If you cannot impeach a Supreme Court justice, then what can you do when you find out after the fact that Clarence Thomas voted to protect his wife’s text messages with the White House about the Jan. 6 assault on the U.S. Capitol from going public ?

The revelations that Ginni Thomas, wife of Supreme Court Justice Clarence Thomas, had sent at least 20 texts to White House Chief of Staff Mark Meadows in a futile effort to overturn the 2020 election, did not sit well with the ladies on The View.

The discovered text exchanges included Ginni Thomas begging Meadows “do not concede” the election, claiming the left was attempting the “greatest heist in history.” Clarence Thomas was the lone justice who sided with Trump’s bid to withhold his documents from the Congressional committee investigating the events of Jan. 6, 2021.

“I don’t understand how this isn’t a problem not just optically, but in the rule books,” said Sara Haines, adding later: “How is it that a Supreme Court justice’s wife can be one text away from the chief of staff of the President of the United States?”

“It’s a clear conflict, and he should’ve recused himself from any case dealing with this, and we’ve said it before. But there are no real consequences for this,” replied Sunny Hostin, The View‘s resident legal expert on the panel, claiming the Supreme Court doesn’t have rules in place to mandate judicial behavior like this.  “Justice Thomas would either have to resign, he would have to be impeached, which has only happened one time in the history of the court. I think it was in the early 1800s.”

But impeachment would be hard to prove, Hostin said.

Ana Navarro agreed with Hostin that the problem is the lack of oversight. “They get to police themselves,” Navarro said. “And ironically enough, just two days ago, Ted Cruz asked nominee Ketanji [Brown Jackson] if she would recuse herself in the Harvard case… And she said she absolutely would.

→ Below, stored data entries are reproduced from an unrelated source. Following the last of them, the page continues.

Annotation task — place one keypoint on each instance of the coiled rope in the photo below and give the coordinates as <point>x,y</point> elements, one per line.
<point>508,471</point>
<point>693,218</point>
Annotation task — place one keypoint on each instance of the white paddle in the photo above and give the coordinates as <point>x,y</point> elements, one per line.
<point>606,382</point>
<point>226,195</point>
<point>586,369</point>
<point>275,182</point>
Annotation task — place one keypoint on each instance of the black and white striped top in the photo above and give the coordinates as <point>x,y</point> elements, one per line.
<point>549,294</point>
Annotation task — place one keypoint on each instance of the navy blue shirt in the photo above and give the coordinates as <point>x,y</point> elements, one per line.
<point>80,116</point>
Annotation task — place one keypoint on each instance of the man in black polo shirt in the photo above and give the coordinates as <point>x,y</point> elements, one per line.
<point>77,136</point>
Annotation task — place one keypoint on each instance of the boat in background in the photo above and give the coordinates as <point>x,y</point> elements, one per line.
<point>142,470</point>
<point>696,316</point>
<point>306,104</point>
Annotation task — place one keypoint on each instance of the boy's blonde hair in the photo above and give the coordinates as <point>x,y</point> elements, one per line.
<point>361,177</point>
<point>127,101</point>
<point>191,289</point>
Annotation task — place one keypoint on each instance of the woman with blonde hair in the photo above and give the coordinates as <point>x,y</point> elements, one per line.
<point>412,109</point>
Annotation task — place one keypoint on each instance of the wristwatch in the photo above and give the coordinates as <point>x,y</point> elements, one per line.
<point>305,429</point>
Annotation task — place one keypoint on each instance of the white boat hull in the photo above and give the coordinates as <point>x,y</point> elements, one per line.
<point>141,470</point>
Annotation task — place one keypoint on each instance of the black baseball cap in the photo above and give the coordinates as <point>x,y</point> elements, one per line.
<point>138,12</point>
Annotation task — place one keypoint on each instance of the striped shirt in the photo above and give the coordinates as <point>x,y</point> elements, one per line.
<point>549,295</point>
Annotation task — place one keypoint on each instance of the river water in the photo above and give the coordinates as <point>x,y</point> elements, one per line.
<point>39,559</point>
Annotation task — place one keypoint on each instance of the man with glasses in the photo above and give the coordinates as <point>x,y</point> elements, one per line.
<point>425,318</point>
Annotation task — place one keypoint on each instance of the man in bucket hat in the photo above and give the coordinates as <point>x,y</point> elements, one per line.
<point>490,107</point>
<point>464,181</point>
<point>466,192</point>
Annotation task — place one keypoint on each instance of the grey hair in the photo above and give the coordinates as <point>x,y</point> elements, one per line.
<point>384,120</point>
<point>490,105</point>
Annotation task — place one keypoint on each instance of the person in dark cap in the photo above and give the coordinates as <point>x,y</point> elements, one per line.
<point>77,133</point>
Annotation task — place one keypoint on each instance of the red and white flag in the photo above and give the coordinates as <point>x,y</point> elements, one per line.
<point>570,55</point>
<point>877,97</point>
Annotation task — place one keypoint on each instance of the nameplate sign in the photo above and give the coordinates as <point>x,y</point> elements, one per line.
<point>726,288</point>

So I would ask Ted Cruz, I would ask Lindsey Graham, I would ask all those Republican members of a judiciary and all the mouth pieces on Fox, what would you all have done if Ketanji’s husband was texting [Joe Biden’s chief] 29 times in 2 months, musing about an insurrection against the democracy of the United States… It’s such hypocrisy!”

Behar found the whole confirmation process for Brown Jackson, especially the Republican opposition, akin to ridiculousness you’d find on Saturday Night Live. “The hypocrisy is beyond belief,” she said.

Hostin began reading from some of Ginni Thomas’s texts, and urged viewers to read them all for themselves, especially the texts she sent after the Jan. 6 assault on the Capitol. “She said she left because it was too cold, yet she told the chief of staff… ‘we have teams that are ready to fight.’ That’s scary,” Hostin said.

Clarence Thomas just got released from the hospital Friday after spending a week hospitalized with an undisclosed infection, and missing oral arguments on cases before the court.

“Nobody’s wishing Clarence Thomas harm,” Navarro said. “What we want is for him to not to harm the integrity of one of the biggest, most important institutions of our country. And frankly, if he can’t recuse himself, then he should really think about resigning.”

Hostin herself seemed resigned to never knowing what Clarence Thomas knew about his wife’s extreme activism, or when he knew it. “Because there’s the marital privilege… he can’t be forced to testify about it. And that also, I think, is causing so much concern,” she said.